For a brief, shining moment, Missouri and Kansas called a truce. After decades of lobbing taxpayer-funded incentives across State Line Road like cannonballs, the two states agreed to stop bribing businesses to hop the border. It was a bipartisan recognition that our local economy wasn’t growing—it was just shifting, while schools and libraries quietly picked up the tab. (To be honest, I was never convinced the truce was real or lasting—but it wasn’t nothing. )
That truce, however tenuous, is now over. And the legislative safeguards that underpinned it? Those are collapsing too. Missouri’s border war limitations on cross-state tax subsidies are set to expire in August. Earlier this year, legislation was introduced to preserve the truce by eliminating the expiration date entirely. Lawmakers added it to Senate Bill 10, which passed both chambers independently—but couldn’t get reconciled before session’s end. So the bill died, and with it, hopes for ending the economic arms race.
Kansas Governor Laura Kelly indicated last year she was never really serious about the truce. But now Missouri has let the truce expire. And in doing so, our lawmakers joined Kansas in an economic race to the bottom. It’s bad policy. Worse, it’s profoundly unserious governance.
Economic development isn’t war. It’s not supposed to be a battlefield where neighboring states trade artillery in the form of publicly issued bonds and tax abatements. Yet here we are again, watching legislators in Jefferson City and Topeka dress up like Civil War reenactors—reenacting the Border War with new costumes and worse math.
Meanwhile, Missouri public officials continue their own subsidy spree, throwing tax breaks at data centers and entertainment districts while the state is unable to keep the streets repaired or safe. If lawmakers were serious about our state’s economic health, they’d rein in their own giveaways first.

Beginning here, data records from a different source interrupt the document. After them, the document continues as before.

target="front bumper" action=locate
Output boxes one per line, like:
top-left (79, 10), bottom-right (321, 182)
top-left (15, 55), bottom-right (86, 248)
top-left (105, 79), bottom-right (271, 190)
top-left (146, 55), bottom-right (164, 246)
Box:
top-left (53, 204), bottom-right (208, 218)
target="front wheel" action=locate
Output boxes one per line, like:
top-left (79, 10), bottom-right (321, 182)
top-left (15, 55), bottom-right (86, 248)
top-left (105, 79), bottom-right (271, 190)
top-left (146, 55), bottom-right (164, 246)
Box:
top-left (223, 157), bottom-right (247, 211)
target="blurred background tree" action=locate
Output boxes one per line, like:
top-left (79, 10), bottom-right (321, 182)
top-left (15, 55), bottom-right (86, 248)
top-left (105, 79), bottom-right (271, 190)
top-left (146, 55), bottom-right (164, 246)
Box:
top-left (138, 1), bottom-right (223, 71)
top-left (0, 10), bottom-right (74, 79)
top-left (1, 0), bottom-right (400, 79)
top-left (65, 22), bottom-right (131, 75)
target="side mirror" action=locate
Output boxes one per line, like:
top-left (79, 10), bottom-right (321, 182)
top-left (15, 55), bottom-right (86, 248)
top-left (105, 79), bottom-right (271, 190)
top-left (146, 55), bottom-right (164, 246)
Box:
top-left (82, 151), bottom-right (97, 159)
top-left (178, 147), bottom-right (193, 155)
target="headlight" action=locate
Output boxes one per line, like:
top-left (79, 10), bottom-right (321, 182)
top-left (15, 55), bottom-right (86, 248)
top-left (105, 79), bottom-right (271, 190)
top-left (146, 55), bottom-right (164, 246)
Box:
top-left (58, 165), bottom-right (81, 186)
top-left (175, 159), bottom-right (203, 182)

Instead, we’re back to playing an expensive, performative game—one that enriches developers, flatters politicians, and drains public coffers. Legislators in both states want to be seen as “fighting” for jobs, but all they’re doing is trading fire in border skirmishes that make the region poorer.
The original truce was imperfect, but it pointed in the right direction. It said we could grow the region without cannibalizing each other. That we didn’t have to subsidize the illusion of progress. That good policy could also be good politics.
By breaking the truce or letting it expire, politicians on both sides demonstrated they are not interested in sober economic stewardship. They may win a few headlines or ribbon cuttings. But the public—taxpayers, students, local governments—will be left paying the bill.
If this is a reenactment, let’s at least admit it: The weapons are new, but the economic costs are the same.